As part of this effort, Patria Grande joined with Unidad Ciudana in Buenos Aires, and called for support of CFK’s candidacy there.

A New Cycle?

October’s elections provided a few certainties and more than a few doubts about the future of Argentina. In a country governed by political cycles — “Alfonismo” in the 1980s, “Menemismo” in the 1990s, and “Kirchnerismo” in the aughts and teens — Cambiemos showed it is capable of leading the nation into a new political cycle. Its rise was not an accident, and it now has the momentum to build political hegemony for its neoliberal project.

Still, the nation has shown a remarkable capacity for popular resistance in the streets. The first years of Macrismo were marked by massive street protests — by workers, students, human rights organizations, the women’s movement — that together demonstrate that the population is reluctant to surrender recently conquered social rights. This social conflict will become a central arena for the political battle in the years to come.

As Argentina’s dominant political expression for over seventy years, Peronism is currently a source of debate and uncertainty. With a strong presence in the institutional halls of power, conservative Peronism was gravely wounded by the recent election and members will be reconsidering their relation to senator CFK and Kirchnerismo more generally. Likewise their relationship to Cambiemos, where the more conciliatory approach produced an election-day defeat and the loss of important political posts.

One last doubt: in what’s left of Cambiemos’ term in power, can opposition forces manage to cohere into a new popular majority? Kirchnerismo and other compatible political currents in Unidad Ciudadana enjoy the advantage of leading the charge, but they also carry the burden of finding some way to deepen the most progressive aspects of the last twelve years. Kirchnerismo alone will not be enough, but its absence would make the Left’s task impossible. For that reason it is vital that the Kirchnerista camp start to incorporate new political expressions from the nation’s popular movements while offering a more expansive political vision.
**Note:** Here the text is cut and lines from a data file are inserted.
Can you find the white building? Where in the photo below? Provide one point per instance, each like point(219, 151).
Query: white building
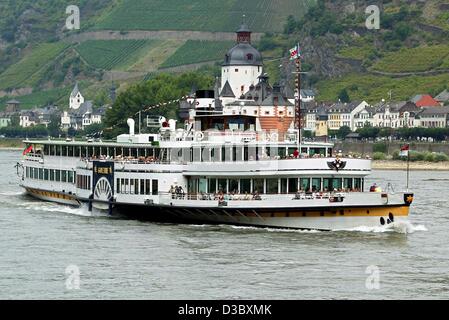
point(243, 64)
point(76, 98)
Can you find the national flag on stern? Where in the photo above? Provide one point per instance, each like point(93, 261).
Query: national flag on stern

In order to build a mass movement capable of combating neoliberalism, it is not enough to call for opposition forces to rally around a narrowly defined left-wing identity. That mass movement can only take place in Argentina when the diverse left forces unite and combine with the experiences of Latin America’s national-popular movements. With that in mind, the current Argentine conjuncture represents a serious challenge to traditional and new left forces alike.